I suspect that many people, asked where you’d find marsupials, would answer ‘Australia’ & leave it at that. But while we may be most familiar with Skippy & his ilk, those pouched mammals across the Tasman have close cousins half a world away – in South America.
In fact, there are 3 orders (a grouping that sits above species, genus, & family in the taxonomic hierarchy) of South American marsupials and 4 from Australiasia. While marsupials as a whole last shared a common ancestor with our own lineage, the placental mammals, about 130 million years ago, the relationships between the various marsupial groups aren’t all that clear, although it’s generally accepted that the group originated in South America.
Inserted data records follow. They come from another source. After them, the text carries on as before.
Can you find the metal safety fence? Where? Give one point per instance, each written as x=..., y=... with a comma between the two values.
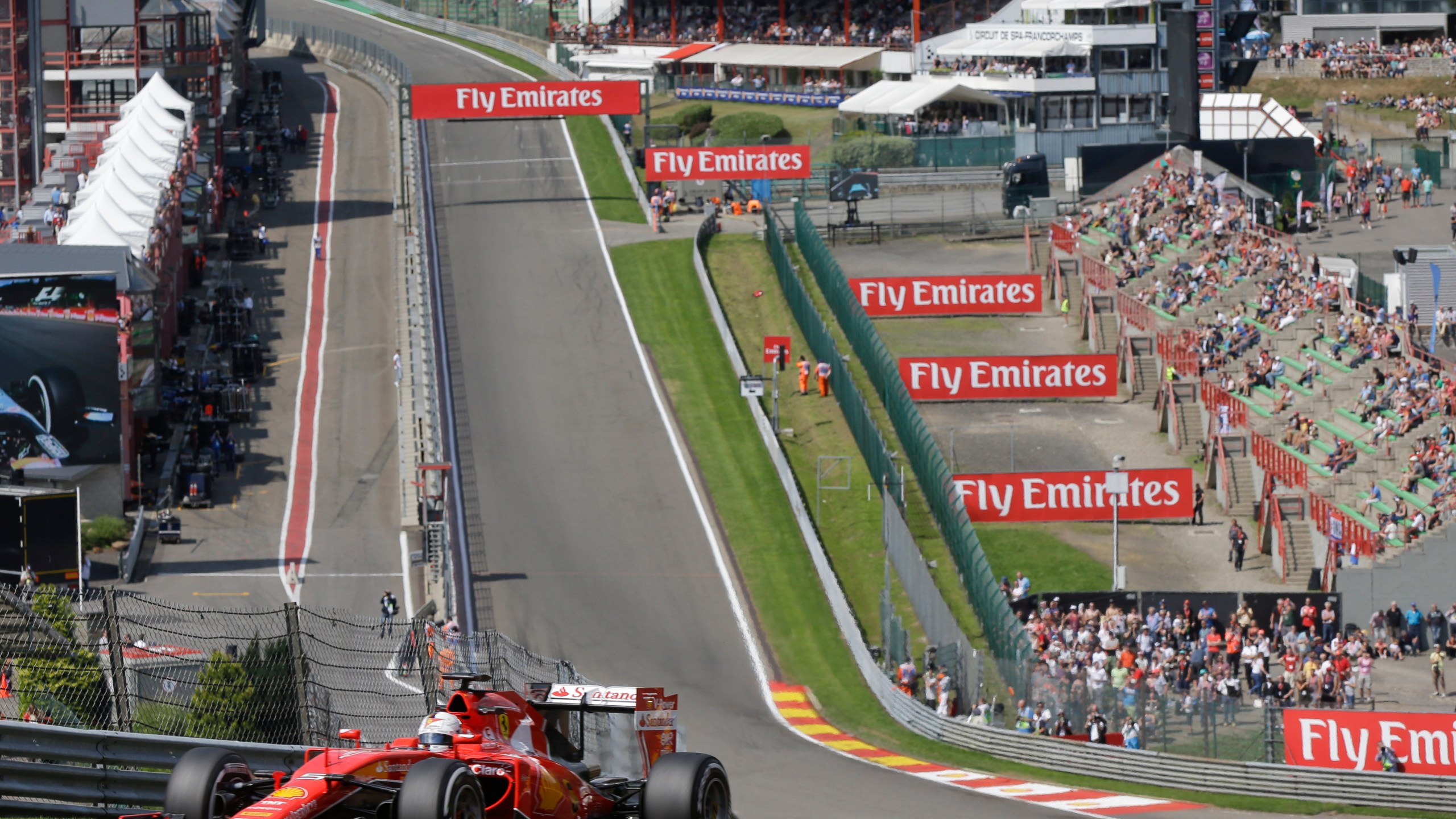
x=110, y=660
x=1005, y=636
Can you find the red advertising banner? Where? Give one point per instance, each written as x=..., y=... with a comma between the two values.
x=948, y=295
x=1350, y=741
x=978, y=378
x=750, y=162
x=771, y=349
x=494, y=101
x=1037, y=498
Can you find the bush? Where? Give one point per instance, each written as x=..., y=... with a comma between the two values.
x=747, y=129
x=872, y=151
x=104, y=531
x=692, y=115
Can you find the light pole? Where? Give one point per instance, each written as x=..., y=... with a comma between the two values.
x=1117, y=487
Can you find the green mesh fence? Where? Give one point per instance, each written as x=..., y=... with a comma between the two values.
x=531, y=19
x=842, y=385
x=1005, y=637
x=965, y=152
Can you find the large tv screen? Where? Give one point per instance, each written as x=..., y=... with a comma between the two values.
x=59, y=385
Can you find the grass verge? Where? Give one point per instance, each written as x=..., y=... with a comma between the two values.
x=607, y=184
x=672, y=318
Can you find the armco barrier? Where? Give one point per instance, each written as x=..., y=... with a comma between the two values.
x=95, y=773
x=1111, y=763
x=1005, y=636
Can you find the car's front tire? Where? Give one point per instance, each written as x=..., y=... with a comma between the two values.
x=440, y=789
x=200, y=781
x=686, y=786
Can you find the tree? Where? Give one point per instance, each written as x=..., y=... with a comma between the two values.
x=66, y=688
x=276, y=712
x=225, y=701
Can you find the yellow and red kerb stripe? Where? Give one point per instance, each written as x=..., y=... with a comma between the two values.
x=796, y=707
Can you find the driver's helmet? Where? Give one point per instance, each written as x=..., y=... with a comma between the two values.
x=439, y=732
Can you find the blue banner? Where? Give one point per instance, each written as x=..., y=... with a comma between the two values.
x=769, y=97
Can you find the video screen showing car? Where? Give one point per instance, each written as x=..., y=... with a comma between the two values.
x=59, y=390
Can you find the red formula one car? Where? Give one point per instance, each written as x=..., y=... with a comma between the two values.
x=487, y=755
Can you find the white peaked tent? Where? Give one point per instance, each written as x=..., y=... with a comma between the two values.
x=94, y=229
x=130, y=127
x=162, y=98
x=140, y=206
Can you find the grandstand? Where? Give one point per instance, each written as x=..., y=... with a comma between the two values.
x=1299, y=398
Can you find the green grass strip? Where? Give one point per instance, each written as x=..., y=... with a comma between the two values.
x=673, y=321
x=606, y=181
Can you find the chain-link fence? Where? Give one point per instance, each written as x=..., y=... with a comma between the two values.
x=136, y=664
x=1005, y=637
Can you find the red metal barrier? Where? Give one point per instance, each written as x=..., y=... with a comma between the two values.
x=1136, y=312
x=1280, y=464
x=1176, y=349
x=1215, y=398
x=1064, y=239
x=1098, y=274
x=1353, y=537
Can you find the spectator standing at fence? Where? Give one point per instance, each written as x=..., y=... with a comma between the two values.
x=388, y=607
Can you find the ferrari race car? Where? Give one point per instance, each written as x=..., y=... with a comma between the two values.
x=504, y=755
x=44, y=417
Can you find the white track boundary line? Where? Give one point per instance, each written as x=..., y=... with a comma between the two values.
x=303, y=371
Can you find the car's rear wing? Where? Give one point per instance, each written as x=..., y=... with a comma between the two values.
x=656, y=713
x=589, y=698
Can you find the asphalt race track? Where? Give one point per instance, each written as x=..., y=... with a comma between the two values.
x=584, y=538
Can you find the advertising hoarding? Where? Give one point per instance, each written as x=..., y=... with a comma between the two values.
x=60, y=388
x=744, y=162
x=1039, y=498
x=979, y=378
x=497, y=101
x=948, y=295
x=1350, y=741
Of the American taxa the most familiar is probably the large opossum species that’s now found in North America, having moved north following the formation of the Panamanian isthmus.. The most unusual is the ‘little mountain monkey’, Dromicops gliroides, found only in southwestern South America. In a taxonomic reshuffle, Dromiciops was placed in a grouping with the Australian marsupials (on the basis of details of the ankle joint, among other things), but this has generated quite a bit of discussion as it could suggest a ‘back migration’ from Australia back to the New World. At the very least, the marsupial family tree is complex & hasn’t proved particularly easy to resolve.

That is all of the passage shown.